Chris Coleman

No. 17, 80
- Position: Wide receiver

Personal information
- Born: May 8, 1977 (age 49) Shelby, North Carolina, U.S.
- Listed height: 6 ft 0 in (1.83 m)
- Listed weight: 202 lb (92 kg)

Career information
- High school: Crest (Shelby)
- College: NC State (1996–1999)
- NFL draft: 2000: undrafted

Career history
- Tennessee Titans (2000)*; Green Bay Packers (2000)*; Tennessee Titans (2000–2001); → Amsterdam Admirals (2001); Orlando Predators (2003); Montreal Alouettes (2003);
- * Offseason or practice squad member only

Awards and highlights
- All-NFL Europe (2001);
- Stats at Pro Football Reference

= Chris Coleman (wide receiver, born 1977) =

American football player (born 1977)

Christopher Tyrone Coleman (born May 8, 1977) is an American former professional football wide receiver who played two seasons with the Tennessee Titans of the National Football League (NFL). He played college football at NC State. He also played for the Amsterdam Admirals of NFL Europe and the Montreal Alouettes of the Canadian Football League (CFL).

==Early life==
Christopher Tyrone Coleman was born on May 8, 1977, in Shelby, North Carolina. He attended Crest High School in Shelby.

==College career==
Coleman was a four-year letterman for the NC State Wolfpack from 1996 to 1999. He caught 15 passes for 284 yards and one touchdown in 1996 while also returning one punt 47 yards for a touchdown. He recorded 14	receptions for 262 yards and one touchdown in 1997. As a junior in 1998, Coleman totaled 52 catches for 876 yards and five touchdowns, and one punt return for 30 yards and a touchdown. He caught 41 passes for 487 yards and one touchdown his senior year in 1999 while also returning seven punts for 46 yards.

==Professional career==
After going undrafted in the 2000 NFL draft, Coleman signed with the Tennessee Titans on April 28. He was waived on August 22, 2000.

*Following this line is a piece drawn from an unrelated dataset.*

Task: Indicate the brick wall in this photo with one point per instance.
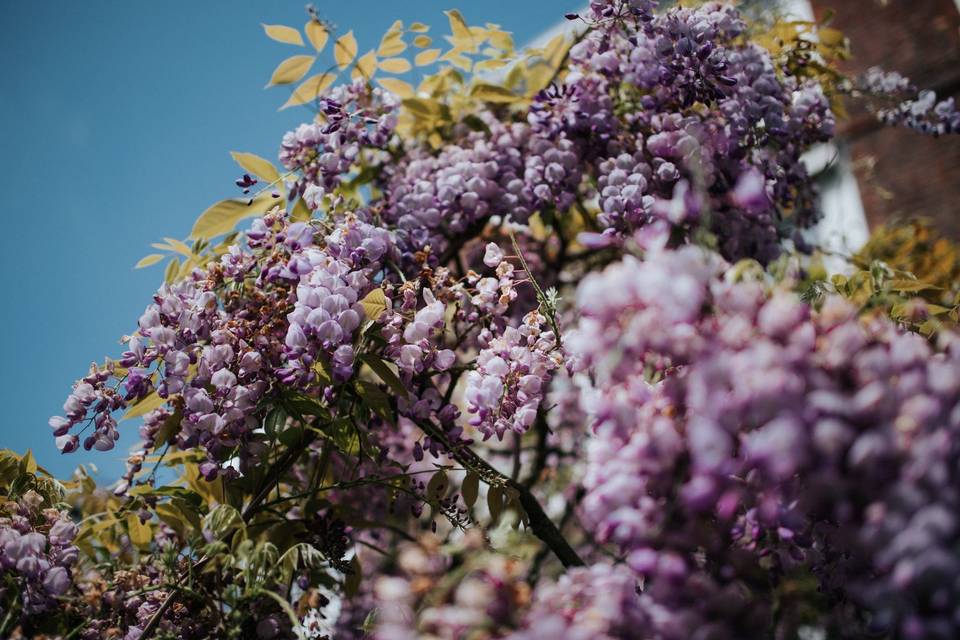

Coleman was claimed off waivers by the Green Bay Packers on August 23, 2000, but was soon waived on August 25, 2000.

He was signed to the Titans' practice squad on August 29, 2000. He was waived again on September 5 but signed to the practice squad again on September 8. He was promoted to the active roster on September 29 and played in 13 games for the Titans during the 2000 season, recording eight solo tackles, three assisted tackles, and two kick returns for 54 yards. On January 7, 2001, Coleman blocked two punts in a 24–10 playoff loss to the Baltimore Ravens. He was allocated to NFL Europe to play for the Amsterdam Admirals in 2001. He started all ten games for the Admirals during the 2001 NFL Europe season, accumulating 51 receptions for 710 yards and eight touchdowns, two tackles, and one blocked kick. He earned All-NFL Europe honors. Coleman appeared in all 16 games for the Titans in 2001, totaling one reception for 19 yards on four targets, 11 kick returns for 251 yards, and five solo tackles. He was released on September 1, 2002.

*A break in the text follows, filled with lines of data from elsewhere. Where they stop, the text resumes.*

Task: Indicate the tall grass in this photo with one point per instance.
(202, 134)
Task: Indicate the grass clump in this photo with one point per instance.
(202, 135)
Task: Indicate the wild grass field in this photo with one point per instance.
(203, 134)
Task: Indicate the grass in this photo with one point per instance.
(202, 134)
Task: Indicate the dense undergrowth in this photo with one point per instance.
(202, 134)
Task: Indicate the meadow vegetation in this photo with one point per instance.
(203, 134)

Coleman was signed by the Orlando Predators of the Arena Football League on November 16, 2002. He was placed on injured reserve on January 28, 2003, and was waived on February 19, 2003.

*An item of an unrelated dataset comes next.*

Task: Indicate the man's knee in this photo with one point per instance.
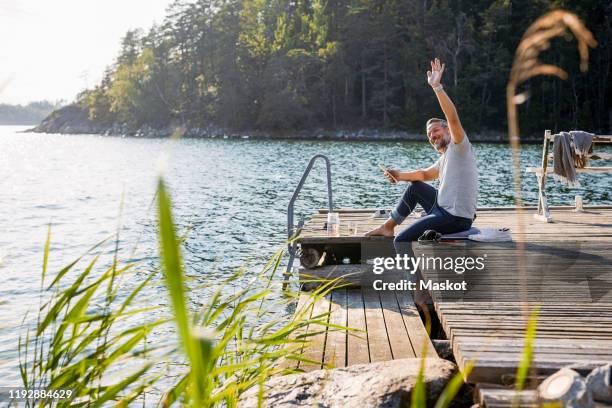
(416, 185)
(403, 242)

He played in five games for the Montreal Alouettes of the Canadian Football League in 2003, recording nine catches for 120 yards.

==Post-playing career==
Coleman spent time working as a real estate broker after his playing career. He graduated from the University of Phoenix with a Masters in Business Administration.

He has spent time as an assistant coach at Lenoir–Rhyne University and Southern University. He was also a coaching intern with the St. Louis Rams.